SL5WN < Computing

---+ Installing SL5 on the Birmingham Worker Nodes

%TOC%

The aim of this project is to install SL5 on the Birmingham Worker Nodes. The plan is as follows:

   * Move one worker node (epgd01) offline on epgce3 
   * Install SL5 on singlet node 
   * Install WN middleware on singlet node 
   * Create a new test queue on epgce3, enabled for atlas users and software 
   * Add the singlet node to new queue 
   * Submit Hello World test job to new queue 
   * If that works, request new software installation for SL5 
   * Submit ATLAS test job 

If this is successful, the intention is to role out SL5 to all other WNs so that Birmingham is entirely SL5.

---++ Node Isolation
 Started by using the command =pbsnodes -o epgd01.ph.bham.ac.uk= on epgce3 to move the first node offline. 7 jobs were running on this node at the time - 6 camont and 1 CMS. Attempted to move the jobs to other nodes by changing their status to held and then restarting. This failed. The job status could not be changed, and they could not be moved or restarted ( _this might be something that needs to change in the future!_).
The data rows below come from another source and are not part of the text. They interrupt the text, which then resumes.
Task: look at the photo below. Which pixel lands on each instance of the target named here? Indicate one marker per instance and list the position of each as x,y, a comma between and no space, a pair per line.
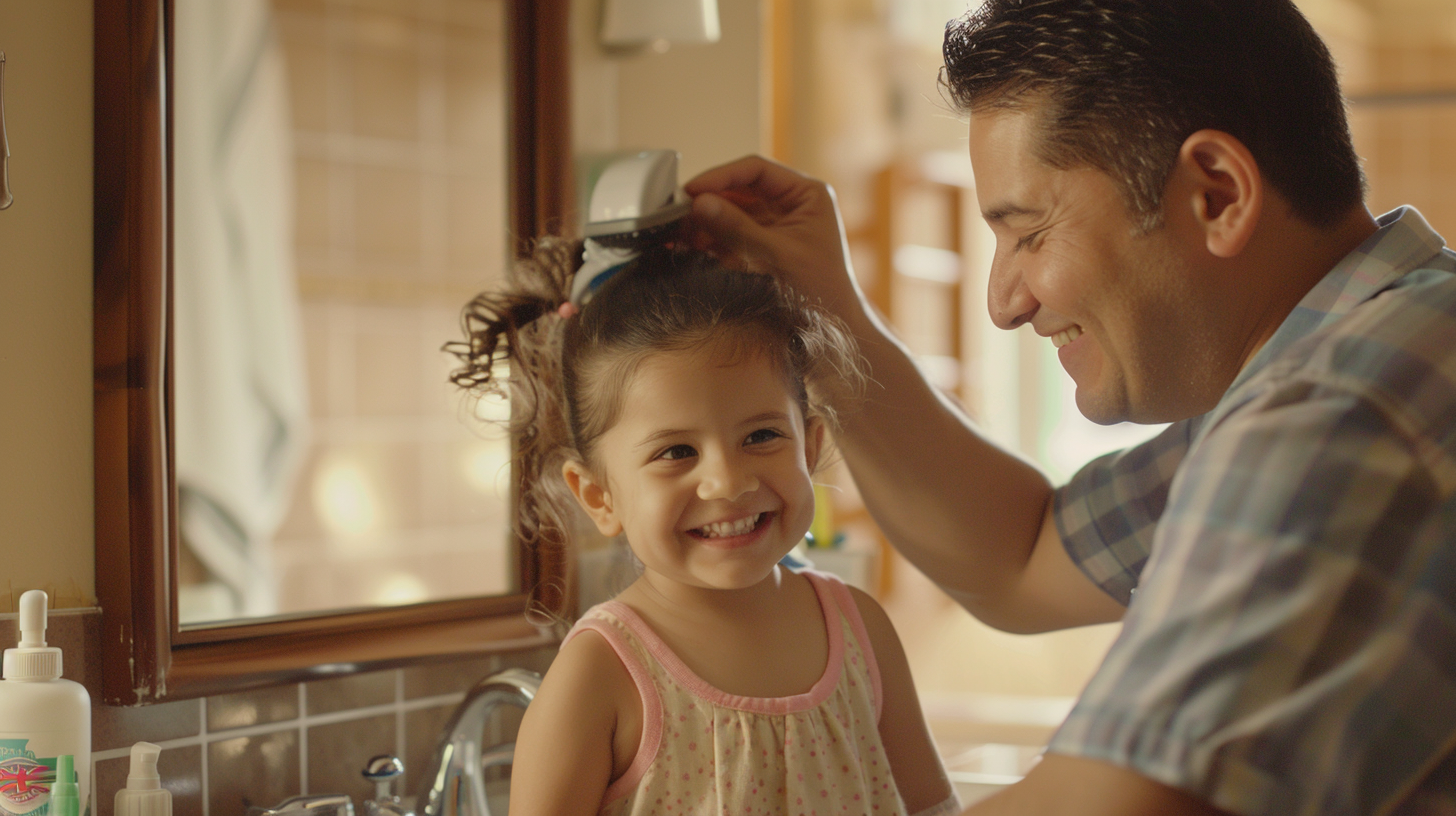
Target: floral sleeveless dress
709,752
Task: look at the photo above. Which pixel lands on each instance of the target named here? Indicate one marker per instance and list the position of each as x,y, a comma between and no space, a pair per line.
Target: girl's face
706,469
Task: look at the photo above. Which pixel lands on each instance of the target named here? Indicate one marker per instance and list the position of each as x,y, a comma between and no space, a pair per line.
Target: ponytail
511,348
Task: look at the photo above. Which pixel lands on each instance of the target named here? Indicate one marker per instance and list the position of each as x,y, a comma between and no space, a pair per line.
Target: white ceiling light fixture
658,22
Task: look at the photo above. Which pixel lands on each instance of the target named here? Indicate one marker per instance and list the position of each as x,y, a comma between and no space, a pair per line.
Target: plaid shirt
1292,643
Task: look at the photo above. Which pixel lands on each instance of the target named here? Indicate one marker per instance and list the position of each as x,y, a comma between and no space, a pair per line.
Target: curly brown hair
565,376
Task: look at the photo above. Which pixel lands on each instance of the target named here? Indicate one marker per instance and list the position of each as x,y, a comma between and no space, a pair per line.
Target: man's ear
813,442
1223,187
591,496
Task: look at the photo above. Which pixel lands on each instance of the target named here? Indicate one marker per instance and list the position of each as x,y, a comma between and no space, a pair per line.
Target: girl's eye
677,452
1027,241
762,436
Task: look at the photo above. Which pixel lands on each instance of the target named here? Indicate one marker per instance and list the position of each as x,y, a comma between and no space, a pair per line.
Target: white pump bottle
41,716
143,794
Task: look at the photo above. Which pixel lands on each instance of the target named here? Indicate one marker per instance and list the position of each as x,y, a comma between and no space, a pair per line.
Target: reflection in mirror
339,191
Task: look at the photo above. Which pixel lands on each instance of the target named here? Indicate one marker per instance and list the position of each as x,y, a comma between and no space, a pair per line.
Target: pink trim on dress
856,624
757,704
651,705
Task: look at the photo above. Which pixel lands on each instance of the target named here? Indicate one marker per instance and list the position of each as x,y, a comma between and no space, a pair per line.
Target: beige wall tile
252,708
388,363
478,228
312,232
246,771
354,691
117,726
181,771
386,79
303,31
338,752
386,217
473,88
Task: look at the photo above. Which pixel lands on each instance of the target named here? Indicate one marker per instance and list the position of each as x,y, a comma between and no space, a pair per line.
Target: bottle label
25,780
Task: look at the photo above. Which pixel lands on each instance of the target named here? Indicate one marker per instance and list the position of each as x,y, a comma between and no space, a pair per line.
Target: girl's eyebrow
658,436
765,417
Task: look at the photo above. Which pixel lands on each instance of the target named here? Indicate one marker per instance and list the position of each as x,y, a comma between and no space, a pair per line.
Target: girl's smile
706,469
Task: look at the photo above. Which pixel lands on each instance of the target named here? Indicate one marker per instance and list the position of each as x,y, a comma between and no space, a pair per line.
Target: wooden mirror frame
146,654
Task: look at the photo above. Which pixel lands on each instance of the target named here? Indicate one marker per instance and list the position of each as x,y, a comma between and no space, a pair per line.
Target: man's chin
1101,408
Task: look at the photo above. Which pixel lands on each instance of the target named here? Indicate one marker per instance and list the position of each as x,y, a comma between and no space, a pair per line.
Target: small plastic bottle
42,717
144,794
66,799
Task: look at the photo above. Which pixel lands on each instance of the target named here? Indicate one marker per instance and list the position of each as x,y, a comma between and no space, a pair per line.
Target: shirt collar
1402,242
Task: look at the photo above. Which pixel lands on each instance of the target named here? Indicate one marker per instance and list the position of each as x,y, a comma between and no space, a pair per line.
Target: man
1177,206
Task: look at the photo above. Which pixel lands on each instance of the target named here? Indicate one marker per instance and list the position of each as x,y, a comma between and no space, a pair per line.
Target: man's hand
1069,786
776,220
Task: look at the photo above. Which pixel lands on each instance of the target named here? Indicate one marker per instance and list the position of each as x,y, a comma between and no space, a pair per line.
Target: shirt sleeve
1293,643
1110,509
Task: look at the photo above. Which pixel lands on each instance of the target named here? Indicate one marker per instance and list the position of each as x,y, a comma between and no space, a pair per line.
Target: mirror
377,201
339,181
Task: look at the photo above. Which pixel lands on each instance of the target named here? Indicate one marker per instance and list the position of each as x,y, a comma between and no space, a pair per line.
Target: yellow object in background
821,531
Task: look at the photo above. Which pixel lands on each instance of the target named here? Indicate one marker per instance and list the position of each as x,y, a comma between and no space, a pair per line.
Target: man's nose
727,478
1008,299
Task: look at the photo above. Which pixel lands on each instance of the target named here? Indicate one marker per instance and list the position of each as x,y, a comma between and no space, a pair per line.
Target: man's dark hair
1118,85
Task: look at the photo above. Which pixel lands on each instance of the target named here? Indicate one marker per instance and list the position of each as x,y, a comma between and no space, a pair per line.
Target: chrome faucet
453,783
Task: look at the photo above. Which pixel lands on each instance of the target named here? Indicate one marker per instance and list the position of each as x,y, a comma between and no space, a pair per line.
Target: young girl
685,407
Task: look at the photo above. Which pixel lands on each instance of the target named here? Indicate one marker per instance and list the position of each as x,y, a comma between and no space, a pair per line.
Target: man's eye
762,436
677,452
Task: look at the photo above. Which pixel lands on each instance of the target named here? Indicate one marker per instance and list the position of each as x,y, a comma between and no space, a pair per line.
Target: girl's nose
725,480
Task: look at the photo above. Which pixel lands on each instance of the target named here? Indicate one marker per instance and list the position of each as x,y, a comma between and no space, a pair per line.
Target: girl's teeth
1065,337
724,529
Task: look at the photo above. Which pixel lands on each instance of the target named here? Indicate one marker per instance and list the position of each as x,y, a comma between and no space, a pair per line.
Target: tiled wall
398,131
224,754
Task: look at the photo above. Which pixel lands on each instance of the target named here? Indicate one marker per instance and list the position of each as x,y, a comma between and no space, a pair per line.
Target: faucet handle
315,805
382,771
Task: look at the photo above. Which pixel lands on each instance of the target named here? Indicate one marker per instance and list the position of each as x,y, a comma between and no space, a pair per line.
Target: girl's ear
593,497
813,442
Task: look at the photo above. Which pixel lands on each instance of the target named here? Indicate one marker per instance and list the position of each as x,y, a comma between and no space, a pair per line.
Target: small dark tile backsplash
229,752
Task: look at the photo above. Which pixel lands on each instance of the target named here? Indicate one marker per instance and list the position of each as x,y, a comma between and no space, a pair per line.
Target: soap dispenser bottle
143,794
42,717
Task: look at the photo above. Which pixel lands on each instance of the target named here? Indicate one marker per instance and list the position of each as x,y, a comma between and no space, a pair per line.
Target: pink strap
703,689
651,705
856,624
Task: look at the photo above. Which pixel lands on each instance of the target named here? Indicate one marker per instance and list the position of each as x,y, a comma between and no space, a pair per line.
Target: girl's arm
564,749
913,761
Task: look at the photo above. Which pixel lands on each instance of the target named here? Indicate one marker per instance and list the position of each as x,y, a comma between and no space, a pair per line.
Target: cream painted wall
699,99
45,305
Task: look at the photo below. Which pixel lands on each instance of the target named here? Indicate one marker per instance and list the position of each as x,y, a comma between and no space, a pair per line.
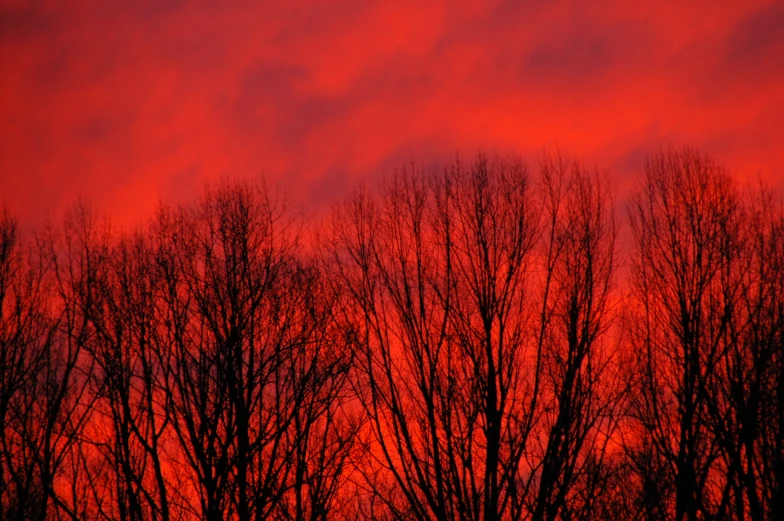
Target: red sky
135,101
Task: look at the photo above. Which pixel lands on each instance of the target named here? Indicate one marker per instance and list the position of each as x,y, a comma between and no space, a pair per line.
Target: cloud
127,103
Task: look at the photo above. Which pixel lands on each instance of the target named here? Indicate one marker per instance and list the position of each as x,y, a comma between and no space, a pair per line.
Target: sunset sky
130,102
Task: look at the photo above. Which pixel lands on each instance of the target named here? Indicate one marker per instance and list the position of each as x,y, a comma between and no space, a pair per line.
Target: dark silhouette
458,344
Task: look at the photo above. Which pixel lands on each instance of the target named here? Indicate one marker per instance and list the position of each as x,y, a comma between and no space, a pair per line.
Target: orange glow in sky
130,102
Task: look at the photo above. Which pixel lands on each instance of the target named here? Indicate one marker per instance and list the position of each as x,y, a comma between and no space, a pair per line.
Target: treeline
470,343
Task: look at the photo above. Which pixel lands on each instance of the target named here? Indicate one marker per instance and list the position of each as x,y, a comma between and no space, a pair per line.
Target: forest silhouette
470,341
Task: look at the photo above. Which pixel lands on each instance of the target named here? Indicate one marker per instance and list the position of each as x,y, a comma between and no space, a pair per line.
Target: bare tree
685,218
466,360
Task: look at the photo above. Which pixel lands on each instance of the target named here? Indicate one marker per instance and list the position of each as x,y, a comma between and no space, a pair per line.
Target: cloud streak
125,104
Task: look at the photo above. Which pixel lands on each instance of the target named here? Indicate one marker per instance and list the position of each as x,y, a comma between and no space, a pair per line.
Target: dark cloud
129,102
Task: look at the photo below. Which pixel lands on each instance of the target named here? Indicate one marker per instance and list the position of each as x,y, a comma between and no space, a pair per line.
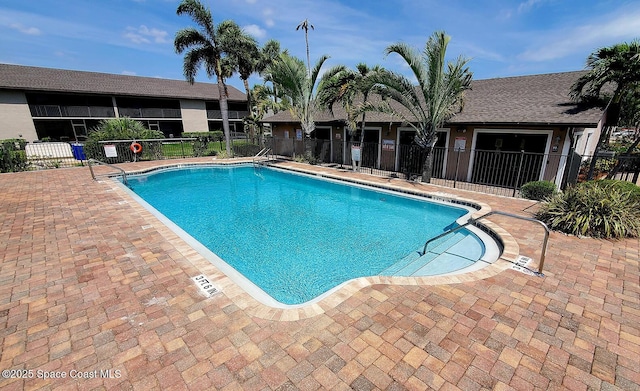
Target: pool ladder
473,221
262,157
93,175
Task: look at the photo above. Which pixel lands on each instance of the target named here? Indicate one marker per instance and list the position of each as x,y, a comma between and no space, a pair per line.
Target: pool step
449,253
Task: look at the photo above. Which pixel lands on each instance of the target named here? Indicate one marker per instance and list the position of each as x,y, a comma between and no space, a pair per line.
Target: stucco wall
194,115
15,117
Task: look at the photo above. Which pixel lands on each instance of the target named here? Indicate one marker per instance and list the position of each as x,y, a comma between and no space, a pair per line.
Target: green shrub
12,155
201,144
538,190
593,211
122,129
307,158
622,186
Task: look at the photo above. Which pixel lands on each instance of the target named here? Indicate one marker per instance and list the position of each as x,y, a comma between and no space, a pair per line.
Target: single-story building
510,131
38,103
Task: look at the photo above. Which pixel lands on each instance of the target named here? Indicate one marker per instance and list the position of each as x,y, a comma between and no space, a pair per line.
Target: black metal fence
496,172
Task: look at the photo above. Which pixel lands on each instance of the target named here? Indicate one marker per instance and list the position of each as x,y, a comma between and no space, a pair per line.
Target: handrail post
515,187
473,221
93,176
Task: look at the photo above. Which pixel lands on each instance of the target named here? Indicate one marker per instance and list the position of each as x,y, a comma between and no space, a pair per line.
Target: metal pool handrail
472,221
124,174
264,152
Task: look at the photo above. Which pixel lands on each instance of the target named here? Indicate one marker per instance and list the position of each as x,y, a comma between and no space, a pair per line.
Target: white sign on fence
110,151
355,153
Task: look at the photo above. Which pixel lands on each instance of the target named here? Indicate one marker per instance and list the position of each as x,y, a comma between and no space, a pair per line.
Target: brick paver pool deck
91,281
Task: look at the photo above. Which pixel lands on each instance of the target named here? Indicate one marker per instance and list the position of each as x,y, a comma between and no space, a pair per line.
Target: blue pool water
296,236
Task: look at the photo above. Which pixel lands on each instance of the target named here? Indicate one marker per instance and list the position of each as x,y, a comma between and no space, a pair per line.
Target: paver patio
90,281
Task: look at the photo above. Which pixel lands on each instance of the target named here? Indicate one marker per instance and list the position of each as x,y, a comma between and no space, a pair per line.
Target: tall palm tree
346,86
617,67
211,47
269,54
290,76
437,97
305,25
246,56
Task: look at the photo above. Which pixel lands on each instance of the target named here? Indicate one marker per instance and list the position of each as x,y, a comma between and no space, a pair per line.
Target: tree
247,57
262,103
290,76
305,26
349,88
214,48
615,67
437,97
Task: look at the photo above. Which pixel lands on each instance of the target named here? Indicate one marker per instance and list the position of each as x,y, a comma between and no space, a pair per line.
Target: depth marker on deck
205,285
521,265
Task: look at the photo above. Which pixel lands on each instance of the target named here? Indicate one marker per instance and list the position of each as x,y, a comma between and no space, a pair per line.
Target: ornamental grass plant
595,211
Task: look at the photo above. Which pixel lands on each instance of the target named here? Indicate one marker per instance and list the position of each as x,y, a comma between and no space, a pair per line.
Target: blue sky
501,37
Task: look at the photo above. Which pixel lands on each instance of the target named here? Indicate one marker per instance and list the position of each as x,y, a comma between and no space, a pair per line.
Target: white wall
194,115
15,117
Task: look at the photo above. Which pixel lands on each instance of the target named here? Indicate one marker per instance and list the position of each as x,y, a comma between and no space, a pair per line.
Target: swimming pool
297,237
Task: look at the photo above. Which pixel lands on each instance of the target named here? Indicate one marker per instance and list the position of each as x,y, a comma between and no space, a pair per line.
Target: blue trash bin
78,151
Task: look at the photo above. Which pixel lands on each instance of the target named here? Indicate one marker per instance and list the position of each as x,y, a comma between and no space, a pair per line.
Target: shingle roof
27,78
534,100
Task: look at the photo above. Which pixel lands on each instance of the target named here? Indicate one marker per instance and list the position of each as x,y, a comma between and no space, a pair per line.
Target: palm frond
199,13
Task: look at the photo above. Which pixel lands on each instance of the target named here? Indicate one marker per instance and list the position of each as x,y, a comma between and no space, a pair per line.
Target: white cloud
143,34
25,30
527,5
268,20
586,38
255,31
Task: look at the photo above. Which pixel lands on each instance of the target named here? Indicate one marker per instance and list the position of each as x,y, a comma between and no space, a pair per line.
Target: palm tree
269,54
437,97
262,104
351,89
343,85
305,26
214,48
293,81
616,66
246,57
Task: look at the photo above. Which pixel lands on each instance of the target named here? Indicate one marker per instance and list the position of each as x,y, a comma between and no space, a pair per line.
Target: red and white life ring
135,147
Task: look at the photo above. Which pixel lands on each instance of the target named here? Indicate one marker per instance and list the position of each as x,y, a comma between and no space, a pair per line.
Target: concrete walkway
91,282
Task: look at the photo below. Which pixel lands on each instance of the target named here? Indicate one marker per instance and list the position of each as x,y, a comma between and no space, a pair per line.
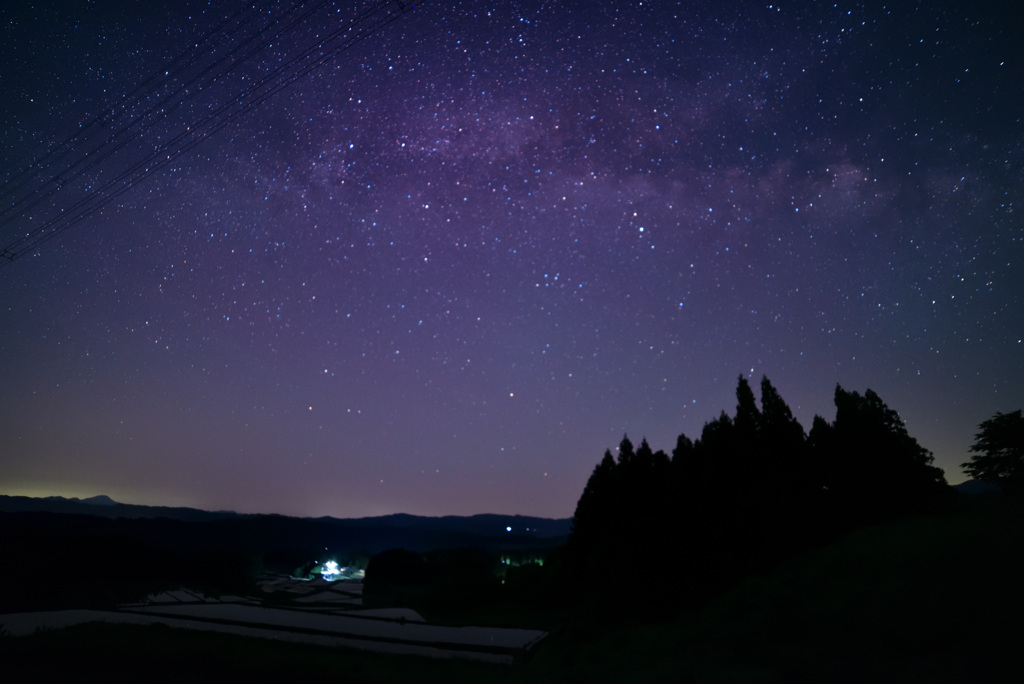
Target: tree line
754,489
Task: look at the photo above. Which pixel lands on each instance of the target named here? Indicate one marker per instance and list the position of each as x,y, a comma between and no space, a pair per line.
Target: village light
330,570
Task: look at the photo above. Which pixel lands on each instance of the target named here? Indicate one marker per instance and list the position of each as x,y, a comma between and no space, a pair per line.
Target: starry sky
440,267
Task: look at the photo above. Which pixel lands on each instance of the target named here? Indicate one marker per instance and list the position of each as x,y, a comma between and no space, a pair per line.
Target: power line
368,23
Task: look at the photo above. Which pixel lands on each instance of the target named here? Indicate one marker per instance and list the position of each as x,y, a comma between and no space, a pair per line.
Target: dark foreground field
928,600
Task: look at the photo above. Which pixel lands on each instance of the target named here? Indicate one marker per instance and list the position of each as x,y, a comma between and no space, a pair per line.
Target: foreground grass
928,600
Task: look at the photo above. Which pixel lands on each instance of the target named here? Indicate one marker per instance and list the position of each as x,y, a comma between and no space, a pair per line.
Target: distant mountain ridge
486,525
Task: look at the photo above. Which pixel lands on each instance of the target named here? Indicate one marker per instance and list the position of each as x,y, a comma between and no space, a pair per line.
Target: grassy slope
936,599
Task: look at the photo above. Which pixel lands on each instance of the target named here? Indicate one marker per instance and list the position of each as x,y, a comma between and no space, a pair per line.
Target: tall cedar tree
998,452
753,490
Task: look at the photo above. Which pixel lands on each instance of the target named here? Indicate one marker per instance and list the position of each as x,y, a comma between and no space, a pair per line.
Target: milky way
454,263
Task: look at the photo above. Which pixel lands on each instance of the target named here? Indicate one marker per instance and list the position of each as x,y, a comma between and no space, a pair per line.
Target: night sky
445,269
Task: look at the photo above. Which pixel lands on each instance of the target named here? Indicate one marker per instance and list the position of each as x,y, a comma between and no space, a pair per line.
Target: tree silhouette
753,490
872,469
998,452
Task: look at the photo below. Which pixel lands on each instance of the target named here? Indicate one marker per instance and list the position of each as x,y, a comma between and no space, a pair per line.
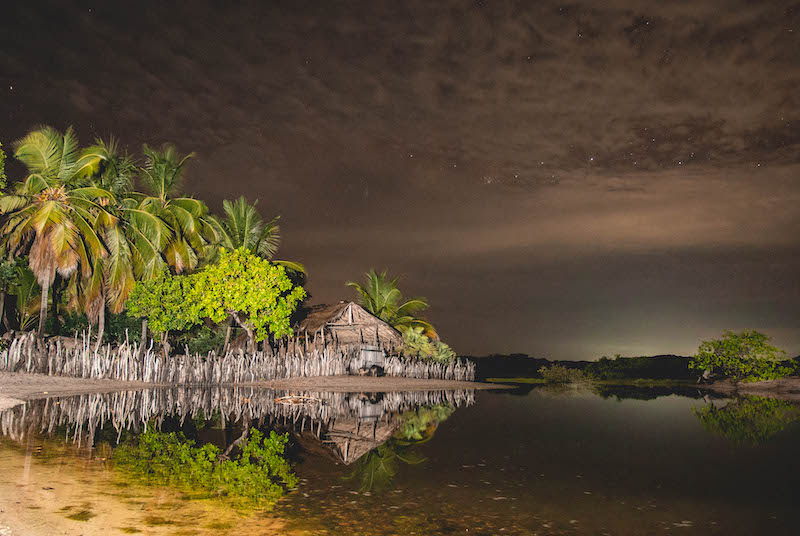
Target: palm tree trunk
101,327
3,309
251,337
43,310
143,344
228,335
165,343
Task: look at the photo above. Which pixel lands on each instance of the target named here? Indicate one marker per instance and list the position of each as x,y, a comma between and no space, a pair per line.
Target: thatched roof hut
347,323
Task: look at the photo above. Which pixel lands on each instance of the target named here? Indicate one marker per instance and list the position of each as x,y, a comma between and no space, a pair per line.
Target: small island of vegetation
98,242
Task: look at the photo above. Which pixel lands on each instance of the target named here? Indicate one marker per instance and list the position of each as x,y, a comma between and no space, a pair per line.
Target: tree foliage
380,296
258,294
163,301
417,344
745,356
562,374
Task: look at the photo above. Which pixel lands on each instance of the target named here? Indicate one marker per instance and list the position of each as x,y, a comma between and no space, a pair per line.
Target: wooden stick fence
82,415
79,358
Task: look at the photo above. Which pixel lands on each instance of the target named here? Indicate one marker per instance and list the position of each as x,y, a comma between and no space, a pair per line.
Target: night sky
563,180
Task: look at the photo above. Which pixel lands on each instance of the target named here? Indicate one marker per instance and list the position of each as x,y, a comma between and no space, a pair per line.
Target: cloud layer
491,151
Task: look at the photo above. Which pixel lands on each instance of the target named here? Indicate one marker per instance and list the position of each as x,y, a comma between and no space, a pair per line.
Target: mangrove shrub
417,344
258,294
745,356
562,374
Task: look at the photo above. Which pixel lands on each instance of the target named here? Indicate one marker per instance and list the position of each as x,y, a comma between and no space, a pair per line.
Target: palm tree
191,232
134,238
244,228
56,225
381,297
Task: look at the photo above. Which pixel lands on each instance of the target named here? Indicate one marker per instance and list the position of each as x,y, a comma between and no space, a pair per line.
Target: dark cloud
461,142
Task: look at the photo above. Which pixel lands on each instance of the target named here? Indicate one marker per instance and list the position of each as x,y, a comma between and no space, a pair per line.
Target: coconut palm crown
381,297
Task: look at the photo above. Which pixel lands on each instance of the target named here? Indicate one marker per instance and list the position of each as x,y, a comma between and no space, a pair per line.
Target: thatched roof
349,322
Jobs were killed instead.

It doesn't look like separate nodes for separate queues is directly available in yaim, so the following method was used to partition the nodes:

   1 =qmgr -c 'set node epgd01.ph.bham.ac.uk properties+=SL5'= 
   1 =qmgr -c set queue long resources_default.neednodes=lcgpro'= 
   1 =qmgr -c set queue short resources_default.neednodes=lcgpro'= 

This sets properties of the nodes to either have =SL5= or the default =lcgpro=. Each queue then requires a node have the appropriate property before a job is submitted to it. The command =pbsnodes -c epgd01.ph.bham.ac.uk= was used to move the singlet node back online. The =listnodejobs= command (custom script!) was used to confirm that no jobs were being submitted to the singlet node.

---++ Test Queue Setup
 This was achieved by first setting up the new queue in PBS and then broadcasting it's existance to the BDII by re-running yaim.

   1 =qmgr -c "print server long" > output.dat= prints the long queue details to a file 
   1 Changed queue name to =sl5_test= 
   1 Removed most access list rights (jobs restricted to ATLAS and dteam) 
   1 Copied =output.dat= commands into qmgr. This setup the new queue. 
   1 =qmgr -c "set queue sl5_test resources_default.neednodes="SL5" 

Reran yaim. The =site-info.def= file was updated to include details of the new queue. epgce3 was rebooted at this point, though a restart of pbs was probably all that was required.

---++ TEST 1: QUEUE SUBMISSION
 The first test was to ensure that jobs submitted to the sl5 queue ran on the singlet node. A simple =helloWorld.jdl= job proved this to be true ( _although WMS took forever to update job status_).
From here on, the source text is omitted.